Neulich im Tram. Vor mir zwei aufwendig zurechtgemachte Damen, alters- und faltenlos, mit Hündchen – noch magerer als ihre Herrinnen – auf den Knien. Ich höre normalerweise nicht in anderer Leute Konversationen hinein. Ausser es geht um Essen. Das Thema der beiden: Intoleranzen. Die eine erzählt von der Tochter einer Bekannten – das Kind hat offenbar eine Eier-Unverträglichkeit – und betitelt die Kleine als furchtbare Diva. Ich spitze die Ohren und mische mich ein. «Menschen, die keine Eier essen dürfen, sind zu bedauern, nicht zu beschimpfen! Gibt es denn grössere kulinarische Wunderwerke als Hühnereier?»

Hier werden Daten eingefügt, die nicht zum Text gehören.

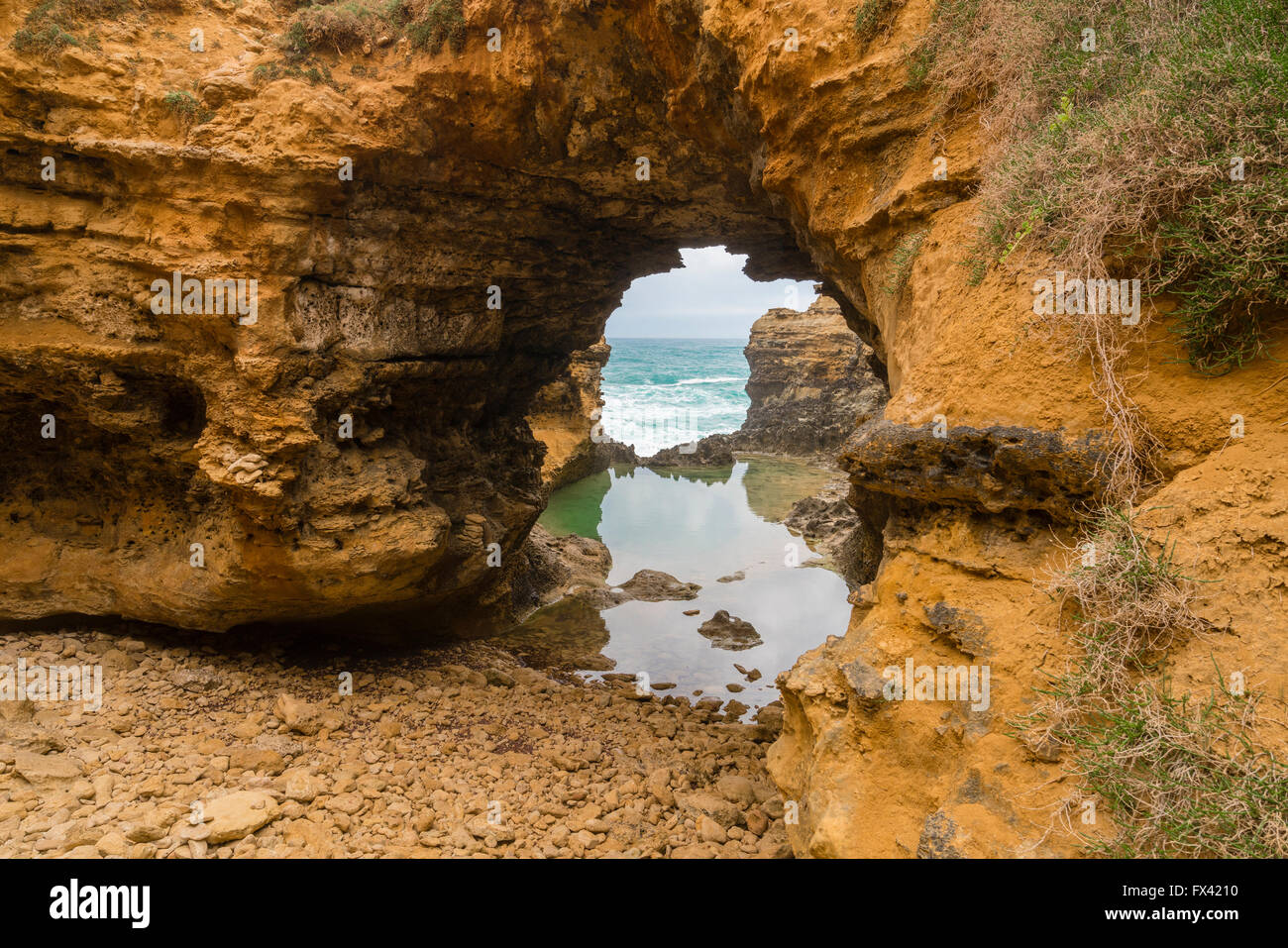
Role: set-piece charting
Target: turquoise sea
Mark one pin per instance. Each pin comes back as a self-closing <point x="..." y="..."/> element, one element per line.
<point x="664" y="391"/>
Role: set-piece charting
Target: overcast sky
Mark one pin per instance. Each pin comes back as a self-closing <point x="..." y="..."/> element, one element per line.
<point x="708" y="298"/>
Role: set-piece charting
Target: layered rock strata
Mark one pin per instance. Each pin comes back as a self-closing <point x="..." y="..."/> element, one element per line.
<point x="810" y="382"/>
<point x="771" y="130"/>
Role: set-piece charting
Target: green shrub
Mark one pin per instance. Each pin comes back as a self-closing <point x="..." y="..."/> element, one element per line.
<point x="52" y="26"/>
<point x="1121" y="158"/>
<point x="1181" y="779"/>
<point x="872" y="17"/>
<point x="442" y="21"/>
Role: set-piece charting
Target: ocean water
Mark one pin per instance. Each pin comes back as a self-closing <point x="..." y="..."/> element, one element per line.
<point x="665" y="391"/>
<point x="699" y="526"/>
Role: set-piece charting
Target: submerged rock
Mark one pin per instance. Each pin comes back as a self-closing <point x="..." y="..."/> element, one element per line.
<point x="729" y="633"/>
<point x="712" y="451"/>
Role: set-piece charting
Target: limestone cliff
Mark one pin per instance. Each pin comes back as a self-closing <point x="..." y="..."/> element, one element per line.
<point x="497" y="209"/>
<point x="565" y="417"/>
<point x="810" y="384"/>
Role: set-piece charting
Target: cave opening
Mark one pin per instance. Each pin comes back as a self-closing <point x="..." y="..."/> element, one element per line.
<point x="677" y="369"/>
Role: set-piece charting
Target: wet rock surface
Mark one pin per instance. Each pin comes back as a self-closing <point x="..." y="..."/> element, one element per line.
<point x="454" y="753"/>
<point x="729" y="633"/>
<point x="848" y="540"/>
<point x="712" y="451"/>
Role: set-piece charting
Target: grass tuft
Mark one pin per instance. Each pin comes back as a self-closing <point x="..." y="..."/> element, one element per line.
<point x="1180" y="779"/>
<point x="1117" y="162"/>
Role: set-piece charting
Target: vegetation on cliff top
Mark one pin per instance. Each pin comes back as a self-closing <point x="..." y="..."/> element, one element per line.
<point x="52" y="26"/>
<point x="353" y="24"/>
<point x="1181" y="779"/>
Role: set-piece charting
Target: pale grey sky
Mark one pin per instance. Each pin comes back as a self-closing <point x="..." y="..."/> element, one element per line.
<point x="708" y="298"/>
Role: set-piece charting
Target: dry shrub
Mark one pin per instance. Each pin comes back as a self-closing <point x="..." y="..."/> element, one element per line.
<point x="1181" y="779"/>
<point x="1117" y="162"/>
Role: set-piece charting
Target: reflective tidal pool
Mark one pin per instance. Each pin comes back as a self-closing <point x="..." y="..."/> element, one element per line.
<point x="699" y="526"/>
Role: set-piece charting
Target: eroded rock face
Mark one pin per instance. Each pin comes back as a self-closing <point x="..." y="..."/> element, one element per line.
<point x="811" y="381"/>
<point x="519" y="171"/>
<point x="357" y="442"/>
<point x="565" y="416"/>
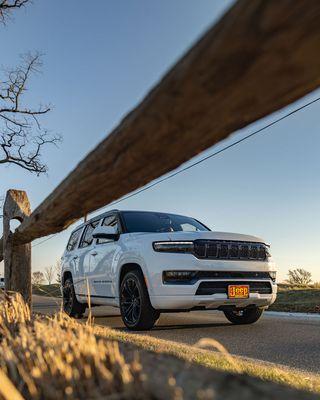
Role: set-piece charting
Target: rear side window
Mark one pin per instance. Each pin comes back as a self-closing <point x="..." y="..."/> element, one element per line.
<point x="73" y="240"/>
<point x="87" y="238"/>
<point x="111" y="220"/>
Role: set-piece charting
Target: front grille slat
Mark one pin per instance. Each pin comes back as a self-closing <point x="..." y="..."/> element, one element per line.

Nur schwer ersetzbar in der Küche
Was wäre die Welt ohne Eier? Einmal abgesehen davon, dass sie unabdingbar für den Fortbestand der Arten sind, rede ich von ihrer kulinarischen Bedeutung. Kaum ein Lebensmittel hat einen derartigen Einfluss auf Rezepte und Essensgewohnheiten. Und da das Huhn sich über die ganze Welt als eine der am einfachsten zu domestizierenden Arten verbreitet hat, sind auch Eier in praktisch jeder Landesküche ein gern und oft gesehener Gast. Was wären Kuchen, Desserts und Crèmes ohne Ei? Die Mayonnaise gäbe es genauso wenig wie Meringue und Pawlowas. Frühstücken ohne Rühr-, Spiegel-, weich oder hart gekochtes oder pochiertes Ei, zur Omelette gerührt oder gar roh, in vielen Ländern undenkbar. Wir Schweizer mit unserer Café-complet-Kultur sind da eher die Ausnahme.
Eier sind überall erhältlich, selbst diejenigen von Bauern, die sich eine hohe ethische Barriere in Sachen Tierhaltung setzen, kosten nicht die Welt. Obwohl die Schale nur viermal dicker als ein Menschenhaar ist, können Eier wochenlang aufbewahrt werden, auch ohne Kühlung. Am besten sind sie jedoch vom dritten Tag an, für weitere etwa zehn Tage. Danach verliert das Innere an Geschmack und Geschmeidigkeit. Die einfachste Methode für den Frische-Check: Eier in kaltes Wasser legen. Bleiben sie am Gefässboden aufrecht stehen oder schwimmen sogar an der Oberfläche, ist das Ei mindestens zwei Wochen alt. Frische Eier bleiben unten der Länge nach liegen.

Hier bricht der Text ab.